This is Mark Tribe's blog.

Friday, December 02, 2005

NYT: Deadheads Must Be Satisfied With 1,300 Audience Tapings

The Annals of Open Source Culture:
Although I supose one shouldn't look a Dead horse in the mouth, it's nonetheless unfortunate that the Dead are now placing limits on access to recordings of their live performances.



cf. http://www.nytimes.com/2005/11/30/arts/music/30dead.html


December 2, 2005
Deadheads Must Be Satisfied With 1,300 Audience Tapings


By JEFF LEEDS
Responding to a rising revolt from its famously loyal fans, the Grateful Dead has partly reversed a decision to prohibit fans from downloading free copies of live-concert recordings.

The shift, announced late Wednesday by the band's spokesman, Dennis McNally, means that the Live Music Archive, part of the independent Web site archive.org, will once again allow the band's followers to download recordings made by audience members at their performances. But high-quality live recordings made from the band's concert soundboard will be available only for online listening, not downloading.

Brewster Kahle, a digital librarian at the Internet archive, said yesterday that the audience-made recordings - which number more than 1,300 - had been made available for downloading. He added that the coveted soundboard recordings would be on the site and available for listening in the next few days. The total number of Grateful Dead recordings on the site is expected to number roughly 3,000.

For decades, the Grateful Dead has encouraged its fans - Deadheads - to record its live shows and trade tapes. But its lucrative touring days ended when the band disbanded in 1995 after the death of its guitarist and lead singer, Jerry Garcia. And so sales of the band's music, especially digital music in the era of iTunes, became increasingly important to its bottom line, as did sales of other Grateful Dead merchandise.

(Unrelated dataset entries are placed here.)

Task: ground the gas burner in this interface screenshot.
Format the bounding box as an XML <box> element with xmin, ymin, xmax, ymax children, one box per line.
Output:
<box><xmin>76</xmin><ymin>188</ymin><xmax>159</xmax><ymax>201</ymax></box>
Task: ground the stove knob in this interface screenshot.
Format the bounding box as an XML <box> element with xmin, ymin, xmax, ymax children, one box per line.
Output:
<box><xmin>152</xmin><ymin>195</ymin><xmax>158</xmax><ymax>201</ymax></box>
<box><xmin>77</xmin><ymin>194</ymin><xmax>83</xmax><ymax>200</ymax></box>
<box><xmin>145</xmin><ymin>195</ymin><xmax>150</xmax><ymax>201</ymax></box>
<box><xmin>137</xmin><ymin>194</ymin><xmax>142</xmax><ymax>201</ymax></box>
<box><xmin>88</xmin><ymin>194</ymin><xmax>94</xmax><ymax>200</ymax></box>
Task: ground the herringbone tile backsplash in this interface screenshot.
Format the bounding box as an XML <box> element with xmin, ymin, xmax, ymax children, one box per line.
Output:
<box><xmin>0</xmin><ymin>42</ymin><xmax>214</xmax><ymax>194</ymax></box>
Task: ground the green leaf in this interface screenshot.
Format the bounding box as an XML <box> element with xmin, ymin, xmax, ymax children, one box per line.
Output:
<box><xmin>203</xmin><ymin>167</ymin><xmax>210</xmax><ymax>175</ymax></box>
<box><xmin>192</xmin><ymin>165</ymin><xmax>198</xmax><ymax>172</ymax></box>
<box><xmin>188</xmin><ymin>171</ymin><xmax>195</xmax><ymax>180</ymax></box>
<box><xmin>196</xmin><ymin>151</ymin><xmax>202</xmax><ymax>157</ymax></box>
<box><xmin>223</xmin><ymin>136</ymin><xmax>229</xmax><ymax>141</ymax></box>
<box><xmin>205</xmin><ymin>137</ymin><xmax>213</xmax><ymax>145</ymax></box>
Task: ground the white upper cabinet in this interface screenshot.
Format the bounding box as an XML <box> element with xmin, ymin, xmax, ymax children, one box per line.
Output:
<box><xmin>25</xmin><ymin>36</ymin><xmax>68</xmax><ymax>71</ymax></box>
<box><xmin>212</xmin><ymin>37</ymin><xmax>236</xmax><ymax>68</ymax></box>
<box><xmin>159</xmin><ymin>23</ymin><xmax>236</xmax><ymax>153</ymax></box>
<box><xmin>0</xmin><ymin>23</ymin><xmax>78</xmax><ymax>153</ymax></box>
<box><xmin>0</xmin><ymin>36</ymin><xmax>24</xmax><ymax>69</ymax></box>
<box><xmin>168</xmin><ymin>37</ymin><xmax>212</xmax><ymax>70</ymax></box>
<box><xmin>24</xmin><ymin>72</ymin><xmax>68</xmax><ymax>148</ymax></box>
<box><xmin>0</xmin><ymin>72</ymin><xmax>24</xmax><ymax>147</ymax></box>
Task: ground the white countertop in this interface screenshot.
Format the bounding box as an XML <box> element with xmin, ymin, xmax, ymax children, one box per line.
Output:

In the last several months, the band began selling downloads of its performances through its own official Web site, dead.net. And the week before Thanksgiving, representatives of the band asked the Live Music Archive to remove the recordings of the band's work.

The removal of the files stirred outrage among fans, and the furor and partial reversal exposed disagreements over business philosophy among the band's surviving members.

In an e-mail statement yesterday, Mickey Hart, one of the band's drummers, said, "I was one of the first supporters of the tapers and the creation of the Grateful Dead taping policies and I continue to believe that the tapers play an important role in expanding our community."